Sunday, June 17, 2012

Father's Day Post

So. Okay.
I've been trying to think about what to write on this blog for a while.
You ever get these IDEAS?
Like, you wake up one morning and think, "Maybe I'll write a story about cats conquering the world," or, "I think I want to paint something that has a ribcage in it," or...something like that? But-here's the thing-you don't know how to GET THERE.

About a week ago, I saw a commercial. You've probably seen one similar. A guy's fixing his car, and is having his daughter hand him wrenches, and she hands him one with a bow on it--BOOM--Father's Day commercial.

And I thought, "I want to write something for Father's Day."

Which is stupid, I thought immediately after.

Without getting into horrible, gory, detail, because honestly, most of you know the story, I haven't talked to my Father in a long time.

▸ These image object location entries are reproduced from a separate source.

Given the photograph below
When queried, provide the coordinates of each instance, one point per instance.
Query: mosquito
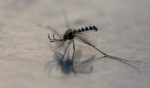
(78, 34)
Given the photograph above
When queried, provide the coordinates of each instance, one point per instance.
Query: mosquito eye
(95, 28)
(91, 28)
(86, 28)
(79, 30)
(82, 29)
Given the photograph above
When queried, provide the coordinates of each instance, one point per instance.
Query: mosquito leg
(66, 49)
(49, 37)
(73, 57)
(64, 53)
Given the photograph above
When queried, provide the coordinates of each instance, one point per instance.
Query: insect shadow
(68, 66)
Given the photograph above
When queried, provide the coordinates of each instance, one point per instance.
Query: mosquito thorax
(69, 34)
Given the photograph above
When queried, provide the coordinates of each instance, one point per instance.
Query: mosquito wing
(77, 56)
(82, 37)
(85, 66)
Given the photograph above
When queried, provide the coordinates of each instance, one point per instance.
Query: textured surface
(25, 49)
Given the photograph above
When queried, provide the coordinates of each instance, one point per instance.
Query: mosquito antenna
(66, 18)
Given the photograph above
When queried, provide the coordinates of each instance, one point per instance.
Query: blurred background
(25, 49)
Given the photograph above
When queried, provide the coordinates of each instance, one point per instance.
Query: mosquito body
(67, 65)
(70, 33)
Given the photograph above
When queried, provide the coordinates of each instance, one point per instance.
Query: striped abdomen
(87, 29)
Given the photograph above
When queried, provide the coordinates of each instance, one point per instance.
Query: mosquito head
(66, 66)
(69, 34)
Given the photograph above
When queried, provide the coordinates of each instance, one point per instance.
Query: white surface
(25, 49)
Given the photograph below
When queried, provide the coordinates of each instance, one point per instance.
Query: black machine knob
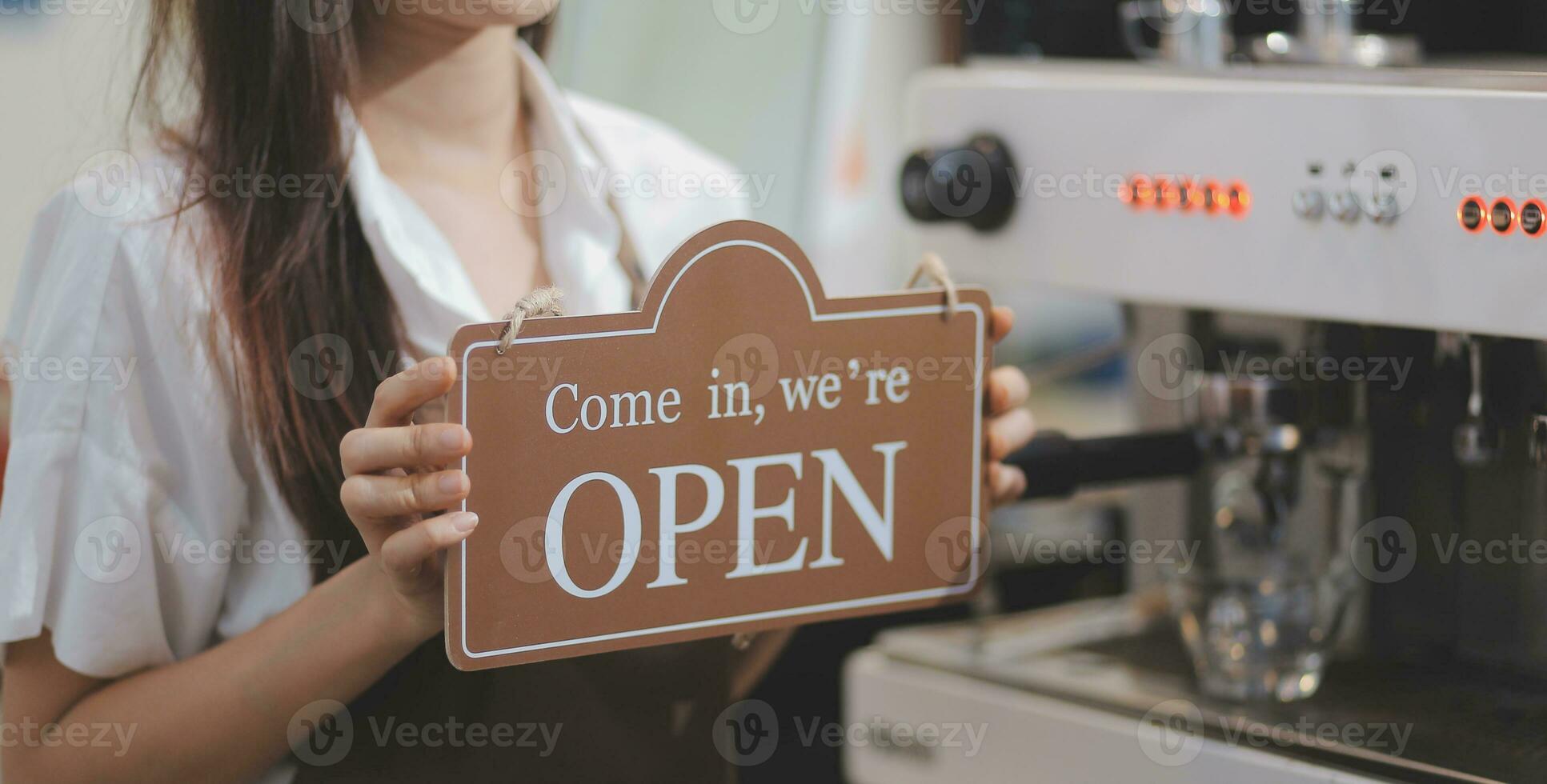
(1057, 466)
(972, 184)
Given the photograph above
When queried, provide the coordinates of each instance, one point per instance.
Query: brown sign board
(741, 454)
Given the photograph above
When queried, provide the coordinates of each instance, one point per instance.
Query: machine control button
(970, 184)
(1345, 206)
(1502, 215)
(1385, 207)
(1533, 218)
(1309, 203)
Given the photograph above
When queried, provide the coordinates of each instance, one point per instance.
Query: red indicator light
(1139, 192)
(1192, 195)
(1215, 198)
(1167, 194)
(1240, 200)
(1473, 214)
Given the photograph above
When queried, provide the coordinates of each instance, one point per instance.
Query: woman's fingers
(370, 497)
(1006, 483)
(1011, 432)
(379, 449)
(1008, 389)
(399, 396)
(406, 553)
(1000, 323)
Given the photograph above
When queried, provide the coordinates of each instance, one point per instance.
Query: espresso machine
(1329, 276)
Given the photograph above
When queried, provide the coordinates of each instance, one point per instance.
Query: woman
(118, 606)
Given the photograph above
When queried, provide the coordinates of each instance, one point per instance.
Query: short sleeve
(118, 455)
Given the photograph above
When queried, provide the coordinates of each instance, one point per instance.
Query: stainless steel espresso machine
(1334, 283)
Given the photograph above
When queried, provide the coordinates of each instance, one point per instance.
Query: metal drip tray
(1122, 656)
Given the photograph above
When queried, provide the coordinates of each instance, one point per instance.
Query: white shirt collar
(580, 234)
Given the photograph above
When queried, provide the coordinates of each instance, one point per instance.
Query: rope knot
(933, 266)
(547, 300)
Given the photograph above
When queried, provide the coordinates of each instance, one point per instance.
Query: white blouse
(138, 520)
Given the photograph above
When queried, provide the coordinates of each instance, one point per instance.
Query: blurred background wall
(64, 90)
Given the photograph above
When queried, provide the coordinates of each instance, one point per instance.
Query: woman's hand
(396, 489)
(1011, 424)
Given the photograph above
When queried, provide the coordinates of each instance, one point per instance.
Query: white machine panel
(1405, 149)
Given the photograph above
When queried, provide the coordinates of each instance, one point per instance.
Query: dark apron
(643, 714)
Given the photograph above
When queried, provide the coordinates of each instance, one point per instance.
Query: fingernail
(452, 483)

About a year or so.

It took a long time for me to realize this, but my chance at having a father ended a long time ago. My Stepdad was a better, more loving, and even more supportive father than my real one ever was to me.
I'm not saying that my dad was always this horrible person. It's a sad situation, and I've removed myself from it because it was sucking me in to the point of me being seriously afraid of causing myself harm.

But he was there.
If we needed money, he gave it to us without hesitation. When my Mom was sick with cancer, he brought us food. When my Step-Dad died, he went to the funeral that I could not find the strength to go to myself.

It's hard to explain unless you've lived it.
He's tried as best as he can. But he has always put something else ahead of his children and people he loves.
Alcohol.

And most of you who are reading this know it, so I won't bog down anyone with the depressing details.
You get the idea.

So, anyway, every year, when Father's Day rolls around, I always expect to not care. I see the cheesy commercials and laugh. I ignore the advertizements in magazines and junk.
But sure enough, that day is there, slamming me in the face, and I get kind of sad.

Not because I want to spend it with my Dad, but because the person I want to spend it with isn't here.

It's easy for me to write things about my dad. It always comes from an angry place. I've always been able to channel things like that. But whenever I sit down to write something about my step-dad, it just won't come out. I get ahead of myself and start missing him before I've even written a word down, and I give up before even trying.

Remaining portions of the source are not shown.